Question for everyone . . . . as the oil slicks begin to hit the US coastal shores, how does one go about volunteering to be a bird cleaner?

I'm having difficulty with my google search and could use help as far as pointing me in the right direction to be part of a volunteer team. . . . if and when such teams are needed

please email me at dana.barbush@yahoo.com

That there's an avocet! I know because I've seen them a jillion times.

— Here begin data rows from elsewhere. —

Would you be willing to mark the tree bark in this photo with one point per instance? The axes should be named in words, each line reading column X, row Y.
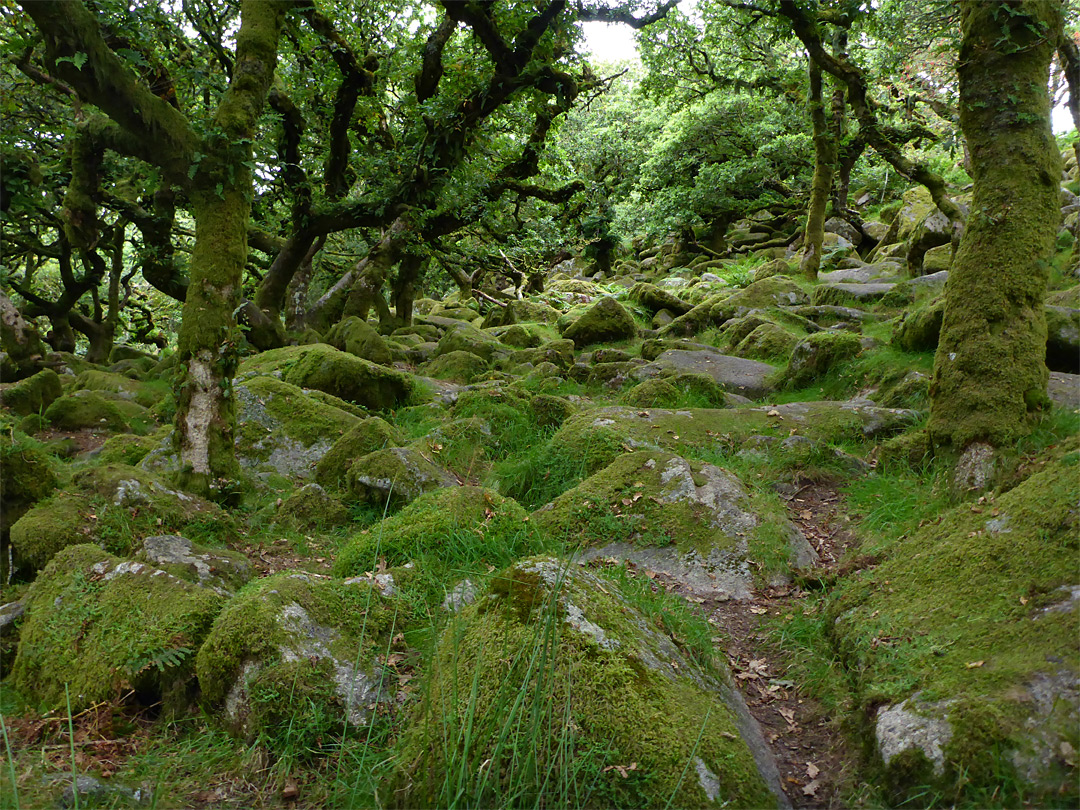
column 18, row 338
column 220, row 202
column 824, row 152
column 989, row 370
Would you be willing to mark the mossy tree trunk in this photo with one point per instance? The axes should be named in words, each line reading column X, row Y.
column 212, row 169
column 18, row 338
column 220, row 203
column 989, row 370
column 824, row 152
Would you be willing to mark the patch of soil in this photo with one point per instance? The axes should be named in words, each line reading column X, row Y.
column 804, row 738
column 81, row 441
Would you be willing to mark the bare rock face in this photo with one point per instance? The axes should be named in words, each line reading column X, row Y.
column 576, row 618
column 297, row 647
column 975, row 470
column 689, row 521
column 914, row 726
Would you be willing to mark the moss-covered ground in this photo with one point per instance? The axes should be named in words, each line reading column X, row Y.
column 554, row 441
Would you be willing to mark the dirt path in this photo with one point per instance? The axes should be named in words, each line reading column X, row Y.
column 805, row 739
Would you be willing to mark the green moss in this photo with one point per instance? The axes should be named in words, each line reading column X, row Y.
column 594, row 437
column 115, row 505
column 284, row 643
column 369, row 435
column 767, row 341
column 86, row 409
column 604, row 321
column 962, row 610
column 336, row 373
column 53, row 525
column 32, row 394
column 431, row 526
column 460, row 366
column 144, row 393
column 359, row 337
column 310, row 507
column 26, row 472
column 470, row 339
column 629, row 501
column 100, row 626
column 535, row 696
column 818, row 353
column 657, row 392
column 394, row 476
column 127, row 449
column 302, row 418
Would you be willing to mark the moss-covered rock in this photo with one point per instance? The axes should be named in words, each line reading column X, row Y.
column 311, row 508
column 527, row 311
column 296, row 660
column 54, row 524
column 26, row 474
column 97, row 625
column 431, row 526
column 606, row 320
column 459, row 366
column 520, row 337
column 115, row 505
column 121, row 352
column 819, row 353
column 358, row 337
column 395, row 475
column 777, row 291
column 86, row 409
column 283, row 430
column 469, row 339
column 982, row 610
column 557, row 352
column 594, row 437
column 767, row 341
column 655, row 393
column 32, row 394
column 335, row 372
column 145, row 394
column 129, row 449
column 561, row 660
column 221, row 570
column 653, row 299
column 689, row 520
column 919, row 327
column 367, row 436
column 853, row 294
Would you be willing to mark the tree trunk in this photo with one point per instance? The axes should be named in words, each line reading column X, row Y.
column 408, row 273
column 103, row 337
column 989, row 370
column 18, row 338
column 824, row 148
column 220, row 203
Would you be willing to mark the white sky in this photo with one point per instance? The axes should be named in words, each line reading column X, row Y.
column 613, row 42
column 610, row 42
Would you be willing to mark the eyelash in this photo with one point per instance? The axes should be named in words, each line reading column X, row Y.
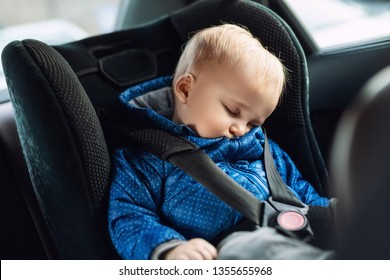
column 231, row 112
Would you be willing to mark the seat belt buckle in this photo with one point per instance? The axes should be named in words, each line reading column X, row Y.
column 287, row 219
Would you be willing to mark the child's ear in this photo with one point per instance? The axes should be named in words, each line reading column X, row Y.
column 182, row 87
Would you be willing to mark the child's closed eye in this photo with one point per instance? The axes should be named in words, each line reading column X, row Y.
column 232, row 111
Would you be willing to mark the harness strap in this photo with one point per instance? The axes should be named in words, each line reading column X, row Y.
column 191, row 159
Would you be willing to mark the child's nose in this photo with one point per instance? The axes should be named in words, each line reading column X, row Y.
column 237, row 130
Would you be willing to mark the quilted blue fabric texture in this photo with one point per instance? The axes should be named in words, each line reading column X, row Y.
column 152, row 201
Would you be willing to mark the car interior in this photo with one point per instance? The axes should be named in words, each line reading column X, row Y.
column 57, row 131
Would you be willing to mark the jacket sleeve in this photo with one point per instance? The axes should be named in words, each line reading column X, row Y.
column 293, row 178
column 135, row 195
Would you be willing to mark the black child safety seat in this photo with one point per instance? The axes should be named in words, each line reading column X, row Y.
column 65, row 100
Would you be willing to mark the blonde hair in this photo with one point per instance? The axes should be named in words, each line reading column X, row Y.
column 230, row 44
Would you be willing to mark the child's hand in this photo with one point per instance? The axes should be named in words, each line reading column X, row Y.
column 194, row 249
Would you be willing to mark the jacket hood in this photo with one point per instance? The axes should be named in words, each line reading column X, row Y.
column 154, row 101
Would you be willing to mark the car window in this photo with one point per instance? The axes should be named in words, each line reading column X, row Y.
column 340, row 23
column 53, row 22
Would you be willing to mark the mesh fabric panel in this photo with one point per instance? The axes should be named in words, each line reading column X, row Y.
column 79, row 113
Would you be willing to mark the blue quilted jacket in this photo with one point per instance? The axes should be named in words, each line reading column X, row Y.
column 152, row 201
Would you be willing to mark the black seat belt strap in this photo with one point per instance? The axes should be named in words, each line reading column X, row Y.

But the upcurved bill is his hallmark.

By Mrs Grackle (not verified) on 07 May 2010 #permalink

Can you tell me the technical (ornithological) term that describes this bird's beak shape?

Bent.

What does this bird's beak shape tell you about its feeding behaviors?

Either: It spends a lot of time in the pub and then collides with things on its way home.
Or: The God of Evolution screwed its beak on the wrong way up (maybe that's who spent too much time in the pub?).

Does this beak shape tell you what sort of diet this bird has?

Either the food or the bird is upside-down when it eats.

Can you name any other bird species that have a similar beak shape?

The Lessor Jabberwocky.

1. I think the technical term for the upturned beak is "recurved." The genus name is "Recurvirostra (according to the Cornell About Birds site, which is what I have access to in my office). "Rostra" has to do with beaks in Latin, I think.

2/3. I think it's a poke and feel in soft sand/mud sort of feeding behavior. It pokes down and feels for bugs and tiny critters. Yum!

4. I think Marbled Godwits also have recurved beaks?

ps. What a gorgeous picture! I love these!

Thank you, blf. You've given me the laugh of the day.

By Pete Moulton (not verified) on 07 May 2010 #permalink

Bardiac, you nailed qns. 1 and 4, but the feeding style is rather different. Actually, flamingos could be seen as a clue here.

American Avocets (like this one) actually sweep their bill from side to side just below the surface, picking out small insects, etc. from the water column. Flamingos have a similarly shaped bill (it's bent downwards, but they feed with their head upside down) and they filter water through their mouth, straining out brine shrimp and the like.